Not Impressive
By
Unknown
While watching newspapers die, only one question comes to me: Who were we trying to impress? Was it the readers, the advertisers, ourselves, the people who give out awards, or were newspapers only trying to impress each other? I think it may be the last one, and our success at that may have been our downfall.
You'd think any business plan would have at its core making an impression on the people who pay for the product, but it hasn't ever been the case with newspapers.
In 1970, my editor told me, "We have to get young people to read the paper." So we did everything we could to get young people to buy the paper. We started with lists of bars, lists of bands and how you can spend your weekend in ignorant bliss. It meant nothing to the people who bought the paper, and young people continued not to read.
In 2007, my editor told me, "We have to get young people to read the paper." We did everything we could to that end. We started with lists of bars and bands.
My contention: Young people have never read the local newspaper. They begin needing local information when they get married, their children go to school, they have to buy a home, and they need to know what is going on locally.
Older people have always, in my lifetime, been the people who support local newspapers. So when we pandered to young people with lists of bars, bands, fashions and the newest garbage, to the detriment of local news, we alienated the one group of people who read newspapers, and they cancelled their subscriptions.

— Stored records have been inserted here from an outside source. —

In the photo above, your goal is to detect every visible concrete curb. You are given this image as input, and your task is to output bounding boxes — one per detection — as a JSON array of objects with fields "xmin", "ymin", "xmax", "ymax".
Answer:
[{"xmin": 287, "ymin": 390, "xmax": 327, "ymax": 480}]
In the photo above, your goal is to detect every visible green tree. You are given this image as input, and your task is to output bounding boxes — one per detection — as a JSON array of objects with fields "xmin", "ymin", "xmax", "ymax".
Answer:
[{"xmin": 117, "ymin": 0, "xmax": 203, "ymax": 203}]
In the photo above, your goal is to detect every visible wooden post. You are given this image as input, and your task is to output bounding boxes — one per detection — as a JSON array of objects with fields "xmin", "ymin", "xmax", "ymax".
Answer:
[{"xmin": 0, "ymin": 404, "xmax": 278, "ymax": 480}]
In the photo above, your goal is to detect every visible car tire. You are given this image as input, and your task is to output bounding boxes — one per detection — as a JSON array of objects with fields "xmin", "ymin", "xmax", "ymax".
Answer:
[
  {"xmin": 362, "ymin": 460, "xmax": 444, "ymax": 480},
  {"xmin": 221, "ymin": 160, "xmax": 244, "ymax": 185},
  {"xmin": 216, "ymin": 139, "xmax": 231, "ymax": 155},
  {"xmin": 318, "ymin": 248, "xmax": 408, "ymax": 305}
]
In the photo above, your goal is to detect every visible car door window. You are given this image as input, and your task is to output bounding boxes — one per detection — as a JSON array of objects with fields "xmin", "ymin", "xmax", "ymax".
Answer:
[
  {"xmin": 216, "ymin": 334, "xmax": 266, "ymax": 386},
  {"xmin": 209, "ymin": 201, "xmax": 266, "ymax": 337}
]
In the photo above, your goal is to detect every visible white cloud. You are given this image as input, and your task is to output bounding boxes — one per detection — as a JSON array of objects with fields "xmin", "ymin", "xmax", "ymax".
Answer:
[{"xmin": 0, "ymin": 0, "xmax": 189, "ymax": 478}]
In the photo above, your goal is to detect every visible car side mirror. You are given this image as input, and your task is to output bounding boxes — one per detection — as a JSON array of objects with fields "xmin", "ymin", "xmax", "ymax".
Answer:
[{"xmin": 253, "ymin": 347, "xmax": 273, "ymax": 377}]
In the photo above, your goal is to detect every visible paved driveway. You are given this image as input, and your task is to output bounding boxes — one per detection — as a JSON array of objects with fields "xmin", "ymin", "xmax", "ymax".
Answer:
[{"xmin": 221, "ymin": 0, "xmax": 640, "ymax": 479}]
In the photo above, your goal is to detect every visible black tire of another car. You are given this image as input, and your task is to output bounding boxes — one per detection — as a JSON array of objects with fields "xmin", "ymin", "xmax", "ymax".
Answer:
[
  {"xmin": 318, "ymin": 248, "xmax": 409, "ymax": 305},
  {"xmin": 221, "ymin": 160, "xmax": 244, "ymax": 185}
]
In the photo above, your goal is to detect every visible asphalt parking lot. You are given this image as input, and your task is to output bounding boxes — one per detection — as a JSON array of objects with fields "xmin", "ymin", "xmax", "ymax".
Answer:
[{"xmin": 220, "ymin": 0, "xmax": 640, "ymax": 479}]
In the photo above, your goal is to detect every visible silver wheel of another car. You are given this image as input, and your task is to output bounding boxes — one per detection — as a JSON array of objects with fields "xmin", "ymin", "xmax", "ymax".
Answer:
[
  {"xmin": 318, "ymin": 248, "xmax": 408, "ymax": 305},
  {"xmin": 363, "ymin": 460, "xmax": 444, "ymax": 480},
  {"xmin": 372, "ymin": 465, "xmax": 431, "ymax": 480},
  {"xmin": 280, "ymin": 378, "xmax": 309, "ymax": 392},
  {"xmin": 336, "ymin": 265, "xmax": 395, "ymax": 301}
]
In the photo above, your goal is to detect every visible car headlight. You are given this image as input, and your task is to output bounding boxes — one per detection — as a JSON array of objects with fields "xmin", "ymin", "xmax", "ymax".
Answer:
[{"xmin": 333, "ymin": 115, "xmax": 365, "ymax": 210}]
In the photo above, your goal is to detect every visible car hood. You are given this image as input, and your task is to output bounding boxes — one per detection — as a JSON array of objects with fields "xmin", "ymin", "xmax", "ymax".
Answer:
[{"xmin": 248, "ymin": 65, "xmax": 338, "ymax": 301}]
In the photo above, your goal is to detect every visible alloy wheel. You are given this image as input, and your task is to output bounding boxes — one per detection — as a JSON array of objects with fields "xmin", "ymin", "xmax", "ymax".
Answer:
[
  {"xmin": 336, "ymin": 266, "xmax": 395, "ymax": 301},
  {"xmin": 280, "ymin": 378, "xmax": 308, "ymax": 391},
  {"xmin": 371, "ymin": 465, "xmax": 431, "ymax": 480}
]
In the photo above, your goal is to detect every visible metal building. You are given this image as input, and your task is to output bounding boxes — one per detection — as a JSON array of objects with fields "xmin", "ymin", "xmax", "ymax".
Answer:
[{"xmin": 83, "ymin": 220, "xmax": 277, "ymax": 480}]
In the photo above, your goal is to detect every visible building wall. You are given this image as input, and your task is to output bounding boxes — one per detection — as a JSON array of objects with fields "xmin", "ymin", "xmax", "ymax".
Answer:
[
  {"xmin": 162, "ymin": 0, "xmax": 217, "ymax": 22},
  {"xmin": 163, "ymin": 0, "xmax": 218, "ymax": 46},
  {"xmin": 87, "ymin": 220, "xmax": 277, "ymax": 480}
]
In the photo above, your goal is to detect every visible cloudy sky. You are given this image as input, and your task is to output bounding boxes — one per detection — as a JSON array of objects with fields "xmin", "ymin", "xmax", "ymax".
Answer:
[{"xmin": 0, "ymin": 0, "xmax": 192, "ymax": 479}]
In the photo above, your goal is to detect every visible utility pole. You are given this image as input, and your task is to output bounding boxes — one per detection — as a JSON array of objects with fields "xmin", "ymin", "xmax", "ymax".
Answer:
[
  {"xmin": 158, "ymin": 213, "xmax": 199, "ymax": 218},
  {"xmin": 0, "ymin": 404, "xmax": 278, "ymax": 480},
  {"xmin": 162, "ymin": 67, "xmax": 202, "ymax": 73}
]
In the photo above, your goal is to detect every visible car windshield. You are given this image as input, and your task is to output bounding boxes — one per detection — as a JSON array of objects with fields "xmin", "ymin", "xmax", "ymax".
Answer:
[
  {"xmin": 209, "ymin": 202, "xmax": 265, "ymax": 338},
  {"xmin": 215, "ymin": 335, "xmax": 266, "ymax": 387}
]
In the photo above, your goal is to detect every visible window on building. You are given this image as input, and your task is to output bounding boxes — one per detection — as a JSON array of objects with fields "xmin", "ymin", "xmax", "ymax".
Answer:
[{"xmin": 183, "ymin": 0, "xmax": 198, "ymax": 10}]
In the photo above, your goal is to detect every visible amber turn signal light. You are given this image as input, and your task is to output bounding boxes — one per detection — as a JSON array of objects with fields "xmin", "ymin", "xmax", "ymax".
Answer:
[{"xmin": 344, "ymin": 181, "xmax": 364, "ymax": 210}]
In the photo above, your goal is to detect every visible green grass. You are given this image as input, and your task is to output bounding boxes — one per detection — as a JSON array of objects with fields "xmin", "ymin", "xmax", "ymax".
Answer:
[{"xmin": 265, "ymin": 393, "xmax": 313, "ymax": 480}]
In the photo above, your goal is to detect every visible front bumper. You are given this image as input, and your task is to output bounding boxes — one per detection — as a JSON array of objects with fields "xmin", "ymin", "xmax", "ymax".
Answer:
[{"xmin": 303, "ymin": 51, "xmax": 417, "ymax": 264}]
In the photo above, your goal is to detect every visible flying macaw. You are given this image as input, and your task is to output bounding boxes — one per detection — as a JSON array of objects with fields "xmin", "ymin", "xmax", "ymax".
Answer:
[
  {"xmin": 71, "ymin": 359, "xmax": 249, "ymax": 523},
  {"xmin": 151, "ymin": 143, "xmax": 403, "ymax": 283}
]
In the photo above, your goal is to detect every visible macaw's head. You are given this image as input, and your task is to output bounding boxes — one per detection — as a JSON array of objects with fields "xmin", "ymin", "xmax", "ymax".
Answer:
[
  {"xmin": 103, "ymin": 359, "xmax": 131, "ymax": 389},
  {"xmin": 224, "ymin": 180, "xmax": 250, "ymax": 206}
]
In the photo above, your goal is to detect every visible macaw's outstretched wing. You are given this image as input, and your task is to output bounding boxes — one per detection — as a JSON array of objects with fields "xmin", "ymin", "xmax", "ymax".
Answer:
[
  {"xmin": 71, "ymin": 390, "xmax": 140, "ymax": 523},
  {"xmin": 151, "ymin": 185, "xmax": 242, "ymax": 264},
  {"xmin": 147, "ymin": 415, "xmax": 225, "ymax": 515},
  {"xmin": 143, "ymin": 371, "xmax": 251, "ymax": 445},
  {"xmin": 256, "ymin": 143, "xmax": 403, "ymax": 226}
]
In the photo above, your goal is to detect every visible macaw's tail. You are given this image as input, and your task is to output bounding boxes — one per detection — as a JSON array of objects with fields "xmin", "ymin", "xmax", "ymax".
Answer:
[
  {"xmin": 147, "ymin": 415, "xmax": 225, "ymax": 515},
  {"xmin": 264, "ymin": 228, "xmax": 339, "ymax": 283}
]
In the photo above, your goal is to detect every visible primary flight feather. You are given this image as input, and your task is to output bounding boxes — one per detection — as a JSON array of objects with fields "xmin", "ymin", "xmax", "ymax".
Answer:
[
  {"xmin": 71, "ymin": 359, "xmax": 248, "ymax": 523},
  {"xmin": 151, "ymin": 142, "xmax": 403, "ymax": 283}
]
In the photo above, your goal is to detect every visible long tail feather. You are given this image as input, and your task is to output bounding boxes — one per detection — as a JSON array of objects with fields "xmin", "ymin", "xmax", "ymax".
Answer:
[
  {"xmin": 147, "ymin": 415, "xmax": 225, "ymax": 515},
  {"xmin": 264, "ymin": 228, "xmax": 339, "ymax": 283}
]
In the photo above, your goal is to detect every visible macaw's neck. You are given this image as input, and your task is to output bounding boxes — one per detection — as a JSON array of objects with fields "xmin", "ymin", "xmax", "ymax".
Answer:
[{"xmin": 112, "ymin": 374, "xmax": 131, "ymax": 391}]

So we didn't impress our subscribers, and we certainly haven't been trying to impress advertisers. We shouldn't pander to them, but why shouldn't we care what they do? Why can't we add local solar power companies to stories about the environment? Why quote some "expert" from Wyoming when we are selling a paper in Connecticut and we have advertisers who are just as expert who buy an ad once in awhile?
So, if not the advertisers or subscribers, who is it we were trying to impress? Newspapers have always been trying to do one thing: Impress people from other newspapers.
We set our style books according to what others do, we choose our graphics by watching who wins awards and then copying them. We run annual stories of snowstorms, fireworks, blueberry season and anything else we feel other news-papers will do.
So, we have gone about our business, for at least the past three decades, without trying to impress in any way the people who spend money on our product.
It is simple. We are failing because we are in a business of trust, and people no longer trust us. With good reason. We turned our backs on the people who supported us. We thought they would buy our product no matter how low the quality of the product sank, no matter how much we showed our disdain for them.
In newspapers or on the Internet, we have to earn back the trust of our readership and our advertisers with better writing, better editing, better choice of articles and a new focus on just who it is we are trying to impress.